Warum er Dunja Hayali derart beleidigt habe, wollte der Richter wissen. Der aus dem Sauerland zugezogene Waginger begründete das mit einer TV-Runde, zu der neben vielen „Linken“ Frauke Petry als einzige „Rechte“ eingeladen worden sei und deshalb auf Teilnahme verzichtet habe. Der Angeklagte wörtlich: „Die anderen hätten auf sie eingehackt.“ Er habe dies „unfair“ gefunden. Wolfgang Ott warf ein: „Das kann man durchaus kritisieren. Aber der Ausdruck Systemnutte ist schon sehr massiv.“ Ein Traunsteiner Kripozeuge des Kommissariats Staatsschutz schilderte, bei einer Durchsuchung habe der 65-Jährige alle Geräte einschließlich Laptop freiwillig herausgegeben. Mit Dunja Hayali hatte der Zeuge nicht gesprochen. Alles lief über deren Anwälte.

Der Rentner gab an, er sei mit acht Jahren durch Schläge seiner Mutter und die Katholische Kirche „zwangsneurotisch“ geworden. Er habe sein Maschinenbaustudium abgebrochen, mehrere Klinikaufenthalte hinter sich und zuletzt als Mathe-Nachhilfelehrer gearbeitet. Er denke, er habe seine Zwangsneurose, die sein Leben zerstört habe, „nach 50-jährigen Kampf überwunden“: „Dazu gehörte, gute Werke zu tun – um in den Himmel zu kommen.“ Deshalb wehre er sich gegen Flüchtlinge.

„Nach Aktenlage sah der Fall schlimmer aus. Aber der Angeklagte hat sich im Ton vergriffen“, eröffnete Staatsanwalt Dominik Rami sein Plädoyer auf die schließlich vom Gericht ausgesprochene Strafe. Auch der Straftatbestand Volksverhetzung sei erfüllt: „Wenn man sich keine Gedanken macht, ob eine Äußerung in Facebook öffentlich ist, ist das bedingter Vorsatz.“ Ganz klar habe der 65-Jährige pauschal gegen Flüchtlinge gehetzt, damit Asylbewerbern ihre Würde aberkannt.

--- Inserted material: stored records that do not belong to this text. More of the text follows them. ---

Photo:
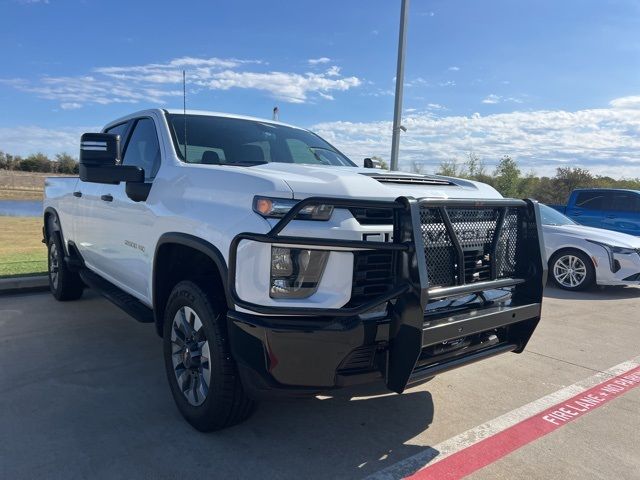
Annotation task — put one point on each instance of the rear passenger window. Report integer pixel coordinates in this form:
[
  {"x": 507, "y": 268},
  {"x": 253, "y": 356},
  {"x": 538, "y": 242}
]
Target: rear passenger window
[
  {"x": 591, "y": 200},
  {"x": 120, "y": 129},
  {"x": 626, "y": 202},
  {"x": 143, "y": 149}
]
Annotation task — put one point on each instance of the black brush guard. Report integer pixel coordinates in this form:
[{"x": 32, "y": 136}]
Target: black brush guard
[{"x": 509, "y": 261}]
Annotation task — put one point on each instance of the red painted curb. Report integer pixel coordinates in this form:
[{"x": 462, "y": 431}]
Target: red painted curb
[{"x": 491, "y": 449}]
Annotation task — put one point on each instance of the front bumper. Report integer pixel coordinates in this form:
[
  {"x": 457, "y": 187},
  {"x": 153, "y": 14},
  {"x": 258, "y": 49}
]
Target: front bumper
[
  {"x": 407, "y": 335},
  {"x": 299, "y": 357}
]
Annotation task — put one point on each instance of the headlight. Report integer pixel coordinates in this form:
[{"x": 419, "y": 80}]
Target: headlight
[
  {"x": 614, "y": 249},
  {"x": 614, "y": 264},
  {"x": 296, "y": 272},
  {"x": 278, "y": 208}
]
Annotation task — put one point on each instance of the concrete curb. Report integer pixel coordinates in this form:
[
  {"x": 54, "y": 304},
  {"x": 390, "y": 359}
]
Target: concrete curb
[{"x": 24, "y": 284}]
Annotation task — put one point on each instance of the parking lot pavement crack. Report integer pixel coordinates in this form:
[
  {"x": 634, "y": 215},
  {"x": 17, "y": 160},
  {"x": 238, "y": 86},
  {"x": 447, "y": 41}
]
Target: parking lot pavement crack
[{"x": 595, "y": 370}]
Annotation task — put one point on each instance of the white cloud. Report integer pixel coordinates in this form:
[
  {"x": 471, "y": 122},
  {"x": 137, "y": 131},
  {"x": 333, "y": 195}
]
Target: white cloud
[
  {"x": 25, "y": 140},
  {"x": 604, "y": 140},
  {"x": 626, "y": 102},
  {"x": 317, "y": 61},
  {"x": 70, "y": 106},
  {"x": 156, "y": 82},
  {"x": 491, "y": 99}
]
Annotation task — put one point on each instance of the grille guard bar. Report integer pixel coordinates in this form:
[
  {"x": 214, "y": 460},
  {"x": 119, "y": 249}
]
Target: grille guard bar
[
  {"x": 410, "y": 268},
  {"x": 411, "y": 289}
]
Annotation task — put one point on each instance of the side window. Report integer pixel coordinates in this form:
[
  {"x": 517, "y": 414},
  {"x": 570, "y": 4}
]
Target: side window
[
  {"x": 590, "y": 200},
  {"x": 300, "y": 152},
  {"x": 120, "y": 129},
  {"x": 626, "y": 202},
  {"x": 143, "y": 149}
]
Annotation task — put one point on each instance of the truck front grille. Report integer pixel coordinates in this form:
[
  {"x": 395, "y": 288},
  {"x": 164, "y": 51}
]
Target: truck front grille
[
  {"x": 372, "y": 275},
  {"x": 473, "y": 230}
]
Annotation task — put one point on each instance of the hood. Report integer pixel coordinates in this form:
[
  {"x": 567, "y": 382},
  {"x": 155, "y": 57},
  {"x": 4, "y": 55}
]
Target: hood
[
  {"x": 601, "y": 235},
  {"x": 352, "y": 182}
]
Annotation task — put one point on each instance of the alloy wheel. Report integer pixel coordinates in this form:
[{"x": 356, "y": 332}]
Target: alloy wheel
[
  {"x": 190, "y": 355},
  {"x": 570, "y": 271},
  {"x": 54, "y": 264}
]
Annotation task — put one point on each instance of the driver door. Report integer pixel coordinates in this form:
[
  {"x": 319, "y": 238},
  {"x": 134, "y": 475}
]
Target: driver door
[{"x": 126, "y": 240}]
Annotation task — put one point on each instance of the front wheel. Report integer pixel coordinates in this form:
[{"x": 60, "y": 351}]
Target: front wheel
[
  {"x": 572, "y": 270},
  {"x": 202, "y": 374}
]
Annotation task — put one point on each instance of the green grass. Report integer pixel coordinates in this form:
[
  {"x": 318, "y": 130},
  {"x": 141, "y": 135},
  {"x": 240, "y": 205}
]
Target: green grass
[{"x": 21, "y": 249}]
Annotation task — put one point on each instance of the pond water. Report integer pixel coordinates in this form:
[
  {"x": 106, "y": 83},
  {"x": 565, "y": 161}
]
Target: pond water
[{"x": 21, "y": 208}]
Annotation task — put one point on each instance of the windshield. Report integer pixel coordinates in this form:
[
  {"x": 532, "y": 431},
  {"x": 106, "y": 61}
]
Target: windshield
[
  {"x": 233, "y": 141},
  {"x": 553, "y": 217}
]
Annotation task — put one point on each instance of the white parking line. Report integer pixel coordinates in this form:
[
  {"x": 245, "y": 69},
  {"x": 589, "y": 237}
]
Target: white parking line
[{"x": 433, "y": 455}]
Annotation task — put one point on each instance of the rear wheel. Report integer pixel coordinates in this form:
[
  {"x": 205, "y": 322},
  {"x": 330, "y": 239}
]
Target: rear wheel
[
  {"x": 572, "y": 270},
  {"x": 202, "y": 374},
  {"x": 63, "y": 283}
]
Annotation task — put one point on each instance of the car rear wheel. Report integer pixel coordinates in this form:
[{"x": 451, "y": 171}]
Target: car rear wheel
[
  {"x": 202, "y": 374},
  {"x": 63, "y": 283},
  {"x": 572, "y": 270}
]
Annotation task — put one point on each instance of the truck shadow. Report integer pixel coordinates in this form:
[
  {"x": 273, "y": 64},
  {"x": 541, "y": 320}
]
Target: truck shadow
[
  {"x": 89, "y": 397},
  {"x": 596, "y": 293}
]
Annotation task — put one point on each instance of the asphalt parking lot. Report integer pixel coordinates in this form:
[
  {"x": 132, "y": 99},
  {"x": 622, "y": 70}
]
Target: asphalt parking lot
[{"x": 83, "y": 394}]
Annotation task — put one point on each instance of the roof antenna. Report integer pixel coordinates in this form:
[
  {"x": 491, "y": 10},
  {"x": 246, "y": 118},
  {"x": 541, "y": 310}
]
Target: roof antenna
[{"x": 184, "y": 112}]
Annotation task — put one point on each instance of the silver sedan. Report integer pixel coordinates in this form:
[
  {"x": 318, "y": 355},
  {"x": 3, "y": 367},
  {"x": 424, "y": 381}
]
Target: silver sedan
[{"x": 580, "y": 257}]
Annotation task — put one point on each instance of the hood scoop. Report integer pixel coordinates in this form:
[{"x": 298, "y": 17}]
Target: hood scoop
[{"x": 408, "y": 179}]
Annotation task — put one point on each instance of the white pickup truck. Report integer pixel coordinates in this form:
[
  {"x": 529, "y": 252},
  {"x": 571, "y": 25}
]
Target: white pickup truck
[{"x": 271, "y": 264}]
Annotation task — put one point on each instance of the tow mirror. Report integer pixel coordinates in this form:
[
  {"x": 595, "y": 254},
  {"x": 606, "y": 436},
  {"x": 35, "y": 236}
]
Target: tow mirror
[{"x": 100, "y": 160}]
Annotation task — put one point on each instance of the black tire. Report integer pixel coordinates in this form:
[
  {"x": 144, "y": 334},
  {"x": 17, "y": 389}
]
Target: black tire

Insgesamt sei der nicht vorbestrafte Angeklagte „nicht der typische Hetzer, der gefährlich wäre“. Der Rentner, ohne Verteidiger angetreten, wiederholte im „Plädoyer“, er habe nicht alle Flüchtlinge gemeint, „nur die von Köln – auch wenn die mit Sachsen nichts zu tun haben“. Er sehe nicht ein, dass „Deutsche schlechter gestellt würden als die Fremden“. Im Urteil begründete Richter Wolfgang Ott bezüglich des Tillich-Kommentars, laut obergerichtlicher Rechtsprechung sei der objektive Sinn einer Behauptung zu ermitteln. Die subjektive Einstellung des Verfassers sei nicht maßgeblich.